Appleプラットフォームのセキュリティ
安全なiCloudキーチェーン復元
iCloudキーチェーンは、Appleがパスワードおよびその他のデータを読み取れるようにすることなく、キーチェーンをAppleにエスクロー(預託)します。ユーザは、デバイスを1つしか持っていない場合でも、キーチェーン復元によってデータの損失を防止できます。これは、Safariを使ってWebのアカウント用にランダムで強力なパスワードまたはパスキーを生成する場合に特に重要です。これらのパスワードの記録はキーチェーンにしか残らないためです。
キーチェーン復元は、この機能をサポートするためにAppleが開発した二次認証と安全なエスクローサービスによって実現されます。ユーザのキーチェーンは強力なパスコードを使って暗号化され、条件が厳密に満たされた場合にのみ、エスクローサービスからキーチェーンのコピーが提供されます。
二次認証を使用する
強力なパスコードを確立する方法は複数あります:
そのユーザのアカウントで2ファクタ認証が有効になっている場合、エスクローしたキーチェーンがデバイスのパスコードを使って復元されます。

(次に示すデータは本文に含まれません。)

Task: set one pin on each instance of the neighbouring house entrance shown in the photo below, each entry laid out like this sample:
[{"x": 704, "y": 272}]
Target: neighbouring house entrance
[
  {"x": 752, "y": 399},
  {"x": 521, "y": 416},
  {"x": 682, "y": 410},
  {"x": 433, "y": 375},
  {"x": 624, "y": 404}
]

2ファクタ認証が設定されていない場合、ユーザは6桁のパスコードを指定してiCloudセキュリティコードを作成するよう求められます。または、2ファクタ認証を使用せずに、ユーザが独自の、長いコードを指定したり、暗号の仕組みによるランダムなコードをデバイスに作成させて、それを自分で記録して保管したりすることもできます。
キーチェーンのエスクロープロセス
パスコードが確立されると、キーチェーンがAppleにエスクローされます。iOS、iPadOS、またはmacOSデバイスは、まずユーザのキーチェーンのコピーを書き出したあと、非対称キーバッグにある鍵でラップして暗号化し、ユーザのiCloudのキー値ストレージ領域に保存します。キーバッグはユーザのiCloudセキュリティコードと、エスクローレコードが保存されるHSM(ハードウェアセキュリティモジュール)クラスタの公開鍵でラップされます。これがユーザのiCloudエスクローレコードになります。2ファクタ認証が有効なアカウントの場合、キーチェーンはCloudKitにも保存され、iCloudエスクローレコードの内容でのみ復元可能な中間キーにラップされるため、同じレベルの保護が提供されます。
また、エスクローレコードの内容によって、復旧中のデバイスがiCloudキーチェーンに再度参加することが許可され、復旧中のデバイスがエスクロープロセスを正常に実行したため、アカウントのオーナーによって認証されたことが既存のデバイスに証明されます。
注記: セキュリティコードの確立に加えて、ユーザはiCloudアカウントに電話番号を登録する必要があります。これにより、キーチェーン復元中に二次認証が提供されます。ユーザはSMSメッセージを受信します。復元を続行するためには、これに返信する必要があります。